The Direction of PMS Regulation in India
Post-market surveillance regulation in India is strengthening. Key trends include:
- Increased enforcement activity by CDSCO with respect to PMS obligations for notified medical devices
- Growing alignment of Indian PMS requirements with international frameworks, including the EU MDR and ISO 13485 standards
- Strengthened operation of the MvPI programme and higher expectations around materiovigilance participation
- Greater scrutiny of PSUR submission compliance, particularly for higher-risk Class C and D devices
- Anticipated expansion of PMS obligations to a broader range of device categories as the notified device list grows
Companies that build robust PMS systems now will be well positioned as regulatory expectations continue to rise.
How ELT Corporate Supports Your PMS Compliance
ELT Corporate provides comprehensive post-market surveillance support for medical device manufacturers, importers, and authorised agents operating in the Indian market.
PMS System Design and Setup We design and implement structured PMS systems tailored to your device class, organisational structure, and existing quality management framework — covering complaint handling, adverse event reporting, trend analysis, and corrective action processes.
PSUR Preparation We prepare Periodic Safety Update Reports for Class C and D devices that meet CDSCO’s requirements and reflect a rigorous, evidence-based review of your device’s post-market safety profile.
Adverse Event Reporting We manage the preparation and submission of adverse event reports to CDSCO and through the MvPI programme — ensuring timely, accurate, and complete reporting in line with regulatory expectations.

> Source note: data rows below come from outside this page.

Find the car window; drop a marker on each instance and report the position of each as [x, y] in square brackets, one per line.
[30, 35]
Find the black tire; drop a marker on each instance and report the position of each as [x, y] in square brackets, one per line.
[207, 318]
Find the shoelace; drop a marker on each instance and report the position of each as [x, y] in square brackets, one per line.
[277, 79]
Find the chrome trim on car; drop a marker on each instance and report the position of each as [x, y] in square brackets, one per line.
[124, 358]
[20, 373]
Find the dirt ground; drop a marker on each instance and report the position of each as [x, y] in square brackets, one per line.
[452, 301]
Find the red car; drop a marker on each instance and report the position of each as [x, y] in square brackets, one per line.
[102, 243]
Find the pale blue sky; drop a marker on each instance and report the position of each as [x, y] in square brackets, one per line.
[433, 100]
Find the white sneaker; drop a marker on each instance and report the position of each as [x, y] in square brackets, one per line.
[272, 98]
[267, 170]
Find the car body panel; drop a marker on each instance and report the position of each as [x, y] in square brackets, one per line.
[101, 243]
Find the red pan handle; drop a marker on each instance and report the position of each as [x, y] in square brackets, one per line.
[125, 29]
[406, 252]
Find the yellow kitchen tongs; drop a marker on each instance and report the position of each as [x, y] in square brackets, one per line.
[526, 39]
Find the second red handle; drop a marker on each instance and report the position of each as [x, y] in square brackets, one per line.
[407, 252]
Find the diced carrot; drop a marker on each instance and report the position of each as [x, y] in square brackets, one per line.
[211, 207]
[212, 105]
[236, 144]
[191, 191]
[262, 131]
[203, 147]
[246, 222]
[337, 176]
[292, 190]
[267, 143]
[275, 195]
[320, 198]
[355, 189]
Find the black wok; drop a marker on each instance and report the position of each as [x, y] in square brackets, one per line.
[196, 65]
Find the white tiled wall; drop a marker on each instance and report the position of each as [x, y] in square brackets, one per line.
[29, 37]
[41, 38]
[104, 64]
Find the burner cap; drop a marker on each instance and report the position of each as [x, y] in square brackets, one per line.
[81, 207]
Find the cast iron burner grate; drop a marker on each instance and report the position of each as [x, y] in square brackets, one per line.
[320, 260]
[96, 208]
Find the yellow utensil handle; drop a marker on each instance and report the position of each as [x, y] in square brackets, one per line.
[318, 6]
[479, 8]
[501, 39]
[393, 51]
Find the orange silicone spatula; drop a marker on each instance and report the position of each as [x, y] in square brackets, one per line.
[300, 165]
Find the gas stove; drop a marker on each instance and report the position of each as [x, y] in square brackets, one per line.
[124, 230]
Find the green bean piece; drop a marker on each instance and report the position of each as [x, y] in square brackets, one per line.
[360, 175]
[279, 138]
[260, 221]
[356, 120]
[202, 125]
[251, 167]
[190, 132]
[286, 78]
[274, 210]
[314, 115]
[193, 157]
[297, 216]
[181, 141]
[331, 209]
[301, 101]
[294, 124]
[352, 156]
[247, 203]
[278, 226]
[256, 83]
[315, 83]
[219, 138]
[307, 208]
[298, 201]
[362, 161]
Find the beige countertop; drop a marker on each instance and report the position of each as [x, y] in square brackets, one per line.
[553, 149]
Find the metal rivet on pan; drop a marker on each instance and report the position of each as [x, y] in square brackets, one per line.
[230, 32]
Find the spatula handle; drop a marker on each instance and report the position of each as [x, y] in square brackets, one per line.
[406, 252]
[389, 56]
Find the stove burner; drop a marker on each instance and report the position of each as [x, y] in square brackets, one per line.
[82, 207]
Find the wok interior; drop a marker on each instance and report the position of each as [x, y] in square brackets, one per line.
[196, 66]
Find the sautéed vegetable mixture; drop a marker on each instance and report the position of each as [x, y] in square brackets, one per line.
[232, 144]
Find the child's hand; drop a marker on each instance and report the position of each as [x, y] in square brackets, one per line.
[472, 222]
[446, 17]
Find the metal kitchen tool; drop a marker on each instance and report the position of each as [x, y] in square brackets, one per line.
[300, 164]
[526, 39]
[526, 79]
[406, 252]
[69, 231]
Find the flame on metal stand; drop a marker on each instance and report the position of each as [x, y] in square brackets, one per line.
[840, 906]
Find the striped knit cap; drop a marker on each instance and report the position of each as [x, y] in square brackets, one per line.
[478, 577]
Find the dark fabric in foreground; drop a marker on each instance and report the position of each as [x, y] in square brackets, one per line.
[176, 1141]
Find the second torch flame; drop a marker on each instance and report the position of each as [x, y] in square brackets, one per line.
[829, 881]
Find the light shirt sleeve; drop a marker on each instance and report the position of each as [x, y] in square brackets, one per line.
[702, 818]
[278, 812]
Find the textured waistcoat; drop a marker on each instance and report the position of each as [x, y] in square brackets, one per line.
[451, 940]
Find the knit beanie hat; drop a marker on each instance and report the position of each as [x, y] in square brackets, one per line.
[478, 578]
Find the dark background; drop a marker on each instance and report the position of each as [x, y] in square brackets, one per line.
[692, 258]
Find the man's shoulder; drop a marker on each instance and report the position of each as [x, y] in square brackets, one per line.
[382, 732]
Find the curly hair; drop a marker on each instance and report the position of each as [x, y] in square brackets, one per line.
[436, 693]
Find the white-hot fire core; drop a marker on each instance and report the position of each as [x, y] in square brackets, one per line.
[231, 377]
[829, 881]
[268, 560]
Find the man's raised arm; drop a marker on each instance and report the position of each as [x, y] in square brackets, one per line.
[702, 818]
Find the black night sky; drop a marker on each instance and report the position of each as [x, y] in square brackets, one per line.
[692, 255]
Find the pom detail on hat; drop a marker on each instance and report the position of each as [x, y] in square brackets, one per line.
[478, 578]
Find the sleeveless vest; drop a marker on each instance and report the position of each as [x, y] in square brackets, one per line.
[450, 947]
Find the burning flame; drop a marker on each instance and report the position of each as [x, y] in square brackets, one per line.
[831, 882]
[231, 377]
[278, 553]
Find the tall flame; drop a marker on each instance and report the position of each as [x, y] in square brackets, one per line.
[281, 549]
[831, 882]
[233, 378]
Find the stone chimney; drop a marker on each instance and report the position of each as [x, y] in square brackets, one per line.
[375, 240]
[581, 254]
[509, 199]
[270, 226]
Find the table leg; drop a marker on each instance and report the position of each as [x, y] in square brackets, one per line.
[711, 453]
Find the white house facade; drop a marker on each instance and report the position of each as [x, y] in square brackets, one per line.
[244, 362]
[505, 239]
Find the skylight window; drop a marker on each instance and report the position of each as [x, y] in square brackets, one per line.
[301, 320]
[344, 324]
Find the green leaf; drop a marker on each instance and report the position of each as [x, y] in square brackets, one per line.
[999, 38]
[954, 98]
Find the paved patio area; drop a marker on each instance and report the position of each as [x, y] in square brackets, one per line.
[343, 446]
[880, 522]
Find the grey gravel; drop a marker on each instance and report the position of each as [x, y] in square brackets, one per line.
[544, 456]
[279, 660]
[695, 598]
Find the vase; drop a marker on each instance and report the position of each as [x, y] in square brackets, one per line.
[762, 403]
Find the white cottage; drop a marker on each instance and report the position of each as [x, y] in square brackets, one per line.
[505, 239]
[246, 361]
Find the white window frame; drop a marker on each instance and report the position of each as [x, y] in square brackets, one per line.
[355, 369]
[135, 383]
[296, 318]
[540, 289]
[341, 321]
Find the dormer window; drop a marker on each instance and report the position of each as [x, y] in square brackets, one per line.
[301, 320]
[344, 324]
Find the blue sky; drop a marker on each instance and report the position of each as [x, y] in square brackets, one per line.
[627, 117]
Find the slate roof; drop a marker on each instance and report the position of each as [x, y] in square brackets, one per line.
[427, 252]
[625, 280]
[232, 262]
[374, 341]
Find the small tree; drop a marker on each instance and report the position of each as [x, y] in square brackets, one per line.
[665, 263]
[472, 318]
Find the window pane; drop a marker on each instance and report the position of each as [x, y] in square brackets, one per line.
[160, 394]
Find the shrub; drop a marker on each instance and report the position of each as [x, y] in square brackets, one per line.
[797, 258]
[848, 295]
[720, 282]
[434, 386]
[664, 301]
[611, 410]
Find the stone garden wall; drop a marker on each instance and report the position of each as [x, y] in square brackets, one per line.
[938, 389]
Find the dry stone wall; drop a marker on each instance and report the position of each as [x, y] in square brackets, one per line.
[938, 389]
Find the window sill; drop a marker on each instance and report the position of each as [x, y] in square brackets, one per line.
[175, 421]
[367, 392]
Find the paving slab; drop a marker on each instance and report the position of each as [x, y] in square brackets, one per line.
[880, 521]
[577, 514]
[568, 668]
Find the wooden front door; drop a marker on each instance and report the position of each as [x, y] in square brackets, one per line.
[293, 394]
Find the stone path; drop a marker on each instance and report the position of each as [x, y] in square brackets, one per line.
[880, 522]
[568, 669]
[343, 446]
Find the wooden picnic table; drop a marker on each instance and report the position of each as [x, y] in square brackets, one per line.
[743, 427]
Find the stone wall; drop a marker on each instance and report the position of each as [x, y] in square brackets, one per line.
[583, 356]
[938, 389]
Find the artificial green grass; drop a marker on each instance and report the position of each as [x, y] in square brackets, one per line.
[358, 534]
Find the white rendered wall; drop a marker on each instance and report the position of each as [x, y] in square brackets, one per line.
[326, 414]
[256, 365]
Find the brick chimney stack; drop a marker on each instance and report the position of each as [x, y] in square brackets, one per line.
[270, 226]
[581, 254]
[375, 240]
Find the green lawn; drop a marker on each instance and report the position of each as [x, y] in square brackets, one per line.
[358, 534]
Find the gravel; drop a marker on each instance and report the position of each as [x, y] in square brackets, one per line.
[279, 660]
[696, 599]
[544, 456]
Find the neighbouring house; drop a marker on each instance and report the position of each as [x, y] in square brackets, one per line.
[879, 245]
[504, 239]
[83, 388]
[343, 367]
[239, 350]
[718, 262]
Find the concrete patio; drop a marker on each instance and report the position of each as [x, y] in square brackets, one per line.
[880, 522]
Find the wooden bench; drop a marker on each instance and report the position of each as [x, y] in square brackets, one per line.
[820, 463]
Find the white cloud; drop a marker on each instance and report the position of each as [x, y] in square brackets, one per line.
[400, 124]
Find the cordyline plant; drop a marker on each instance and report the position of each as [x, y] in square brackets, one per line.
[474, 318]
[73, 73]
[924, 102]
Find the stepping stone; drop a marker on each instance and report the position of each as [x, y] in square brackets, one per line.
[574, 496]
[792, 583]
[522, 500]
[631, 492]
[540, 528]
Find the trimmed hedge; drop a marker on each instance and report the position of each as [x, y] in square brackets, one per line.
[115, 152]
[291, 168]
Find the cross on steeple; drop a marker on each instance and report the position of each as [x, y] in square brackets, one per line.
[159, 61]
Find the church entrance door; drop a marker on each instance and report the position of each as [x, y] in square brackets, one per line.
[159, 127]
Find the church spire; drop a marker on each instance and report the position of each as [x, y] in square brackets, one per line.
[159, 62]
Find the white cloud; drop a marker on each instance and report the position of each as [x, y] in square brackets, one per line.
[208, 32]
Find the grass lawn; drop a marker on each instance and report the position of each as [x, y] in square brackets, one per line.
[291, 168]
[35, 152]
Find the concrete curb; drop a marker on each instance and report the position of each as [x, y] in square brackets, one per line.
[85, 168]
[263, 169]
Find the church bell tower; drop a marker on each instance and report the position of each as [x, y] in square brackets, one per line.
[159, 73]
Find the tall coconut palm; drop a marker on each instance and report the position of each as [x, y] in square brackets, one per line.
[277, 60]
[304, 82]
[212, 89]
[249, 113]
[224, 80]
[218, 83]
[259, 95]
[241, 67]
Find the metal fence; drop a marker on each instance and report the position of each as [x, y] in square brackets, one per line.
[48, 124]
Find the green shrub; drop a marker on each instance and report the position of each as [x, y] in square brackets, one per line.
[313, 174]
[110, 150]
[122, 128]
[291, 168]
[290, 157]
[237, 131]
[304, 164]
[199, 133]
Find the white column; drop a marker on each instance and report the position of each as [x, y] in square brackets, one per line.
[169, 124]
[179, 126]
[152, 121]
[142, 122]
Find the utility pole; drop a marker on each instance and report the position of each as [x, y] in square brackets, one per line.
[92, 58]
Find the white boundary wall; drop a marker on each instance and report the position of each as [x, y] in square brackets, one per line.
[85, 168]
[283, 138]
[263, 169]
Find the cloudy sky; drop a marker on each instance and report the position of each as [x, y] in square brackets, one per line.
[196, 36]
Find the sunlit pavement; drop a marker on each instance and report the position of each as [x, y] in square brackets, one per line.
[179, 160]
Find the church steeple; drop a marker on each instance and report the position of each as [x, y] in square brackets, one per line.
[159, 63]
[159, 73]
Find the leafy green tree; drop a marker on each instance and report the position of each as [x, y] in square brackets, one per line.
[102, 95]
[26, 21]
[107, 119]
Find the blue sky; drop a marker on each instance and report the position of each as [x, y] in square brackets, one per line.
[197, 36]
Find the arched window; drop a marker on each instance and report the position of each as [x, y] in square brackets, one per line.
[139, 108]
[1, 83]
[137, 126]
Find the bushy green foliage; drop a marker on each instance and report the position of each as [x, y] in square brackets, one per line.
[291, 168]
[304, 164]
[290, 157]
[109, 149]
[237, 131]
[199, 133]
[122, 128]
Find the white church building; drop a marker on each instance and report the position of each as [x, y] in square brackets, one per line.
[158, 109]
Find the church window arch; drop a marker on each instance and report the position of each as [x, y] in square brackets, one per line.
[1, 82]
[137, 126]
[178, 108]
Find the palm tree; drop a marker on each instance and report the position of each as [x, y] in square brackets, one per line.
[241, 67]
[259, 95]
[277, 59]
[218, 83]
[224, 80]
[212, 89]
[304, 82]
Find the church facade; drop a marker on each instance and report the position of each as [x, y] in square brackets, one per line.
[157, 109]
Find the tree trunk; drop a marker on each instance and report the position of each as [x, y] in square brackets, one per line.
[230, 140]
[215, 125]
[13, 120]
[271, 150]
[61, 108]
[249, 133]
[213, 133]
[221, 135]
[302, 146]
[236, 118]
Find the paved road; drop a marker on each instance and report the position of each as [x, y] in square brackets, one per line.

FSCA Management Where safety signals require corrective action, we support the planning, documentation, and communication of Field Safety Corrective Actions — including coordination with CDSCO and preparation of Field Safety Notices.
Regulatory Compliance Audit We conduct internal audits of your existing PMS processes against CDSCO requirements — identifying gaps, recommending corrective actions, and preparing your organisation for regulatory inspection.
Training and Capability Building We deliver targeted training for your regulatory affairs, quality, and commercial teams — building internal PMS capability and ensuring your organisation understands its post-market obligations.
Final Thoughts
Post-market surveillance in India is about continuous responsibility. Regulatory approval is the beginning of your obligations — not the end of them.
Companies that take PMS seriously protect their patients, protect their products, and protect their position in the market. Those that do not face escalating regulatory risk, reputational damage, and the very real possibility of enforcement action or product recall.
Monitor performance. Report issues on time. Maintain proper documentation. Build a system that works — and works continuously.